Commercial Litigation and Arbitration

Retroactive Agency Action — Cases of First Impression — Competing Validity Tests

From Networkip, LLC v. FCC, 548 F.3d 116 (D.C. Cir. 2008):

Though agencies are entitled to deference, they may not retroactively change the rules at will. Indeed, that "[e]lementary considerations of fairness dictate that individuals should have an opportunity to know what the law is and to conform their conduct accordingly" has been well-established for "centuries." Landgraf v. USI Film Products, Inc., 511 U.S 244, 265, 114 S. Ct. 1483, 128 L. Ed. 2d 229 (1994). Anything less ought not to be dignified with the title of law. These "[t]raditional concepts of due process incorporated into administrative law preclude an agency from penalizing a private party for violating a rule without first providing adequate notice of the substance of the rule." Satellite Broad. Co. v. FCC, 262 U.S. App. D.C. 274, 824 F.2d 1, 3 (D.C. Cir. 1987).

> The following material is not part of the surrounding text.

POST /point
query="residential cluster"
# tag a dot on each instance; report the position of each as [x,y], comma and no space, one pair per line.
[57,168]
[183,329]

[Footnote 5] The contrary notion of unknowable law is literally Orwellian. See, e.g., GEORGE ORWELL, ANIMAL FARM 102-03 (1946) (describing Squealer's ex post efforts to repaint the Seven Commandments to the pigs' whisky-bibbing benefit); see also Antonin Scalia, The Rule of Law as a Law of Rules, 56 U. CHI. L. REV. 1175, 1179 (1989) ("Rudimentary justice requires that those subject to the law must have the means of knowing what it prescribes. It is said that one of emperor Nero's nasty practices was to post his edicts high on the columns so that they would be harder to read and easier to transgress.").

At the same time, however, agencies are authorized to make policy choices through adjudication, and giving a decision retroactive effect is "not necessarily fatal to its validity." SEC v. Chenery Corp., 332 U.S. 194, 203, 67 S. Ct. 1575, 91 L. Ed. 1995 (1947). After all, "[e]very case of first impression has a retroactive effect, whether the new principle is announced by a court or by an administrative agency." Id. And, as is common with comprehensive regulatory schemes, often "every loss that retroactive application . . . would inflict on [one party] is matched by an equal and opposite loss that non-retroactivity would inflict on [another]." Qwest Servs. Corp. v. FCC, 379 U.S. App. D.C. 4, 509 F.3d 531, 540 (D.C. Cir. 2007). This case potentially stands at the pivot point between these competing principles.

There are "two conflicting modes of judicial review to agency interpretations," with "[o]ne longstanding line of [our] cases allow[ing] agencies to apply new interpretations of regulations retroactively," while another requires "revers[ ing] agency action where regulated parties do not have fair warning of the agency's interpretation of its regulations." Kieran Ringgenberg, Comment, United States v. Chrysler: The Conflict Between Fair Warning and Adjudicative Retroactivity in D.C. Circuit Administrative Law, 74 N.Y.U. L. REV. 914, 916 (1999). NET attacks with fair notice cases like United States v. Chrysler Corp., 332 U.S. App. D.C. 444, 158 F.3d 1350 (D.C. Cir. 1998); the FCC parries with retroactivity cases like Qwest.

When to apply which line of cases has not been resolved definitively by our precedents. We too leave for another day the question of how these two lines interplay, because under either one, NET loses.